We’re more than a decade past that depressing speech at the VPA banquet, and the response from the legacy media has been to charge money for subscriptions, on the revenue side, while at the same time, on the content side, cutting staff, to try to save money.
A third-grader could tell you why this isn’t working.
The paper where I got my start is The News Virginian, here in my home base of operations, Waynesboro. I remember the weekly all-staff meeting with the publisher at the time, a hard-to-like fellow, always angry about something, that was highlighted by his weekly rant about how we were losing the circulation battle with the other local paper, The News Leader, based in Staunton.
My first year at the NV was in 1995, and us losing the battle meant the Leader was getting around 12,000 readers a day, and our NV had dipped to 11,000 a day.

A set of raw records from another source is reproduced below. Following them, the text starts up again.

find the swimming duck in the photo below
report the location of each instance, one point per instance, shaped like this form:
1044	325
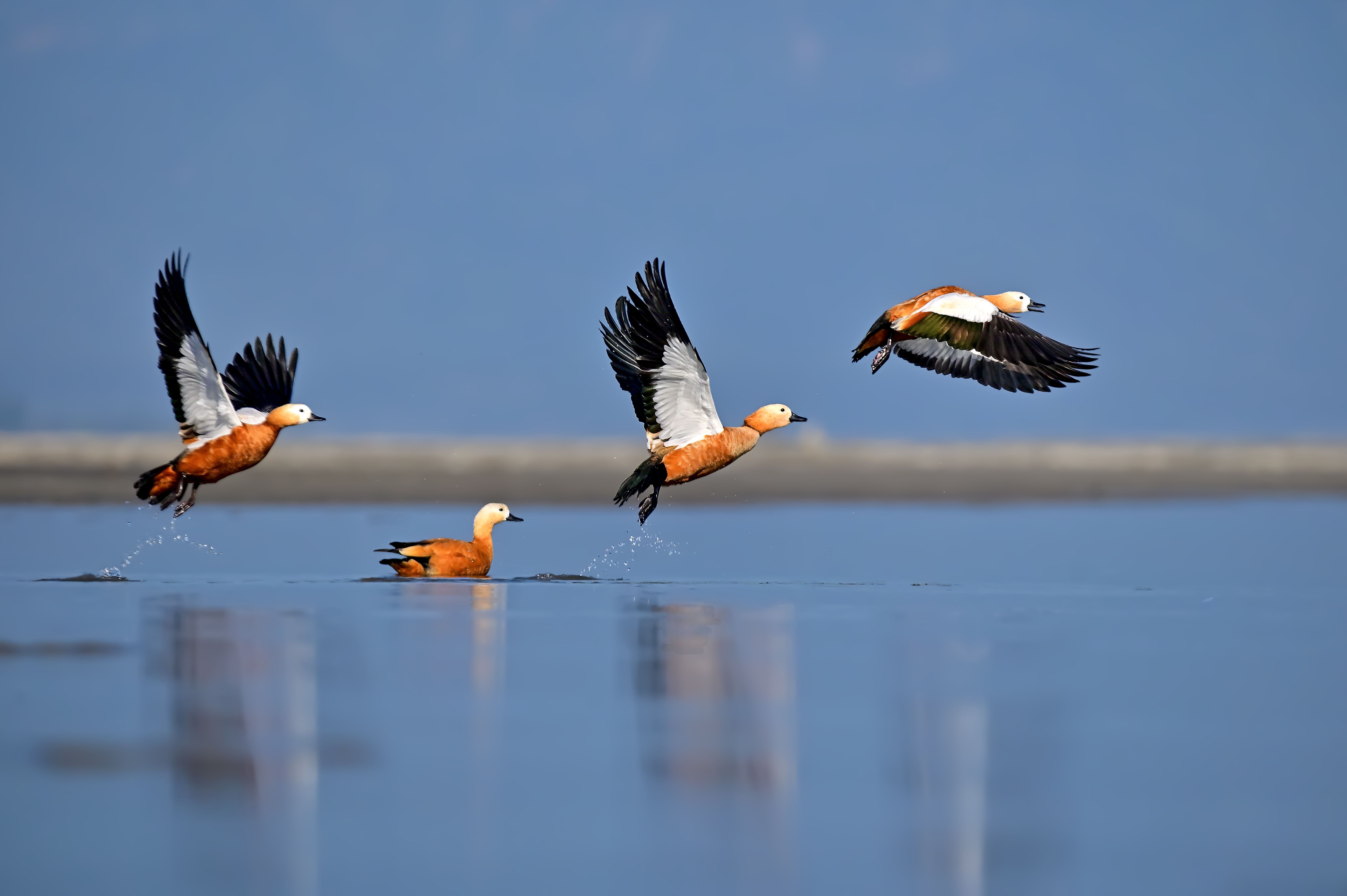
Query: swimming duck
969	336
227	424
655	362
449	556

The most up-to-date numbers on their circulations will tell you how far things have fallen: the Leader, according to data from the VPA, was at 3,980 per day in 2023, and the NV was at, gasp, 2,352.
The toilet has been flushed; the water is circling the bowl.
And it’s only going to get worse, with talented writers like Teel and Barber just the latest among the many talents in our business being given their pink-slips.
It’s not good for them, because the market is flooded with talented journalists trying to figure out a way to pay the bills, and it’s not good for readers who want to read in-depth articles about their local college and pro sports teams.
Where this is going for society is even more not good, if you can excuse my garbled syntax there.
I’ll share here what I shared with a colleague who called me today to gossip about the news involving Teel and Barber: that my big concern is, when Lee Enterprises announces its next round of layoffs, what does this mean for the people who are served by the 11 newspapers that Lee owns when it comes to coverage of, say, the local city council, the local board of supervisors and school board?
Who do people go to if the police department or sheriff’s office is doing things that are out of bounds?
I saw, in a discussion thread on the Teel-Barber news, a question from one observer to the effect that, who attends the postgame press conferences at UVA Football and UVA Basketball with those guys gone?
Bigger there, to me, is, who pushes back against the party line on the recent issue roiling UVA Health, or on the effort by a conservative alumni group to remake the University in their version of the image of Jefferson?
Barber labeled me “fringe media” for the series of stories that I wrote in the spring about the contract status of UVA Basketball coach Tony Bennett, and I embraced what I assumed he’d intended as a slur, because, let’s be honest, as much as I get a kick out of writing about the day-to-day stuff, society needs a “fringe media” that builds on the work of those in the media who keep tabs on what’s going on day-to-day.
I can do what I do, and do well, because, one, I figured out a long time ago how to make money as an interwebs journalist, and two, there are other journalists out there covering press conferences and city council and school board meetings, the vast majority of which are utterly uneventful, but still, somebody needs to be there, with a pen and notebook, just to let folks know, we’re watching.
The last thing I want to have to do is scale up to be able to hire people to sit in a city council chambers for the purpose of keeping tabs, or to ask Tony Elliott about why he ran the ball on third-and-5 on the edge of the red zone, pretending like it matters.
Basically, I want to keep being “fringe,” so today’s news about two top-notch sportswriters losing their jobs, yeah, it impacts me, too.